No, nothing of the sort. But let’s face it – times are tight, budgets are tighter, and companies we talk to are all looking for ways to make their marketing investment go further. Here then, are some recommendations for how and where to spend today’s demand generation dollars for greatest effect.
Let me suggest a theme: optimization. Now is not the time to be gambling your budget on new and unproven tactics. Much better to make the most of what you have, and instead improve the performance of existing programs and strategies. With that principle in mind, here are my candidates for what should be on your year-end “to do” list:
Lead Management
I won’t be the first to say it, but if you don’t already have a marketing automation system in place to better score, qualify, nurture, distribute, and manage inbound leads, now is the time to take the leap. The flood of new SaaS vendors into the category has made the technology astonishingly inexpensive AND easy to set up, and putting a structured lead management system in place should improve the success of every demand generation program – including search, content syndication, installed base programs, Web leads, you name it. Plus it will be much easier to gauge the true ROI from those programs, meaning you’ll have greater success arguing for a larger budget in Q1.

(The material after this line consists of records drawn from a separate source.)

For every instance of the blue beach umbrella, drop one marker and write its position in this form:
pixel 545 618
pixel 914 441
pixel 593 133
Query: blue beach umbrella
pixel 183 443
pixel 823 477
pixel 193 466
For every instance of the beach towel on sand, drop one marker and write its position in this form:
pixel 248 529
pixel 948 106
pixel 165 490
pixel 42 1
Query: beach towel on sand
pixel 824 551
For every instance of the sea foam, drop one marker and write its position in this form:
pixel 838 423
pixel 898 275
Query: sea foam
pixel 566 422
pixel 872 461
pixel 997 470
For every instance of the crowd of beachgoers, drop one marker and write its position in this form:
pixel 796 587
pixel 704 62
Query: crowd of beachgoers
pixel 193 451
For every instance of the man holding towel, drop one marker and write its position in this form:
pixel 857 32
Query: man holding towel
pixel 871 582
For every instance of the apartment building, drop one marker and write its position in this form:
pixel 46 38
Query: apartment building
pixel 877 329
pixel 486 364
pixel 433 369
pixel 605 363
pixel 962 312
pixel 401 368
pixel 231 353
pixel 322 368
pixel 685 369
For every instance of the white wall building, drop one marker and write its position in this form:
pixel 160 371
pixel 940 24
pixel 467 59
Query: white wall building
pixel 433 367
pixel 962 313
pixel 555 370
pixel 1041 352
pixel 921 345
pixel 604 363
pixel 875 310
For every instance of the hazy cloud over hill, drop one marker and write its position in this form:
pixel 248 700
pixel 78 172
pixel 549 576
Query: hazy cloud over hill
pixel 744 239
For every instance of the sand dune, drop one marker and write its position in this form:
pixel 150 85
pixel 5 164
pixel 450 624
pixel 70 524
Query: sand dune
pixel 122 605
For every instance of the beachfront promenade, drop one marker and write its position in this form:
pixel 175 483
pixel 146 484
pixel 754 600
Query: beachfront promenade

A word of caution – as wonderful as some of the new technology is, I have yet to see marketing automation software that develops the underlying lead management workflow, or advises you on e-mail frequency and offer strategy, or designs e-mail creative. Don’t expect to spend a few bucks on marketing automation, flip the switch, and see results. To work best, these systems take planning, strategy, good creative, and a consistent application of lead management and e-marketing best practices.
Paid Search (SEM)
As much as SEM has become the demand generation workhorse for many companies, in my experience, B2B marketers waste more money on SEM than anywhere else. At CDI, we’re frequently called upon to audit clients’ SEM programs, and it’s not uncommon to see 30 percent or more of total spend invested in terms that generate no conversions, or entire campaigns, to the tune of thousands of dollars each month, lumped into one or two ad groups so that the search terms bear no relevance to the resulting ad. Or ads that all link to the corporate home page. Or not even bothering to track conversions, so that there’s no measurement of which terms and ads are really generating leads. And so on.
If you’re spending more than say, $3,000 a month with Google, the chances are pretty good that your program has untapped efficiencies. Even modest improvements on a few key metrics, especially conversion rates (click to lead) can have a huge impact on Cost Per Lead and overall program ROI. (See our white paper for more tips on improving SEM performance.)
Landing Page Optimization
Speaking of conversion rates, my experience is that most B2B landing pages stink. Landing pages are the forgotten child of e-marketing, typically relegated to a campaign afterthought, and constructed all too often with only the slightest nod to the most basic principles of direct marketing and even common sense.
What makes lousy landing pages such a crime is that not only are they easy to fix, but even minor changes can have an enormous impact on conversion rates and on the response and results of entire campaigns. If the landing page you use for Google ads, for example, generates an anemic 2 percent conversion rate, you could increase that rate to only 2.5 percent and instantly see a full 25 percent improvement in ROI.
Some marketing automation tools have landing page optimization capabilities built in, as does Google. Google AdWords and SEM in general are highly effective platforms for testing landing pages because you can make adjustments on the fly, see instant results, and optimize over time. Or you can buy into dedicated optimization technology like Omniture. However, you do it, this is a modest investment that can pay big dividends across a wide range of campaigns. (See this previous post for more tips on how to improve landing page effectiveness.)
Blogs
Seriously, what is your corporate blog doing for you, besides providing an ego boost to senior executives, and headaches for your PR team? Blogging is easy and cheap, but therein lies the problem. Like Google, where all you need is a credit card and a list of keywords, many corporate blogs operate at a fraction of their potential effectiveness.
Most corporate blogs are born on a whim, and then grow organically, unchecked and unsupervised, without any kind of consensus as to their true mission. The truth is, blogs aren’t just mastheads with comments – they have enormous potential for lead generation, driving Web traffic, improving search rankings, and especially lead nurturing (through proper use of e-mail subscriptions and RSS feeds).
If you don’t have a blog, start one. (See this earlier post for a description of our own experience here at CDI.) If you already have a blog, time for some serious evaluation of what purpose the blog is serving and how it’s performing against that standard.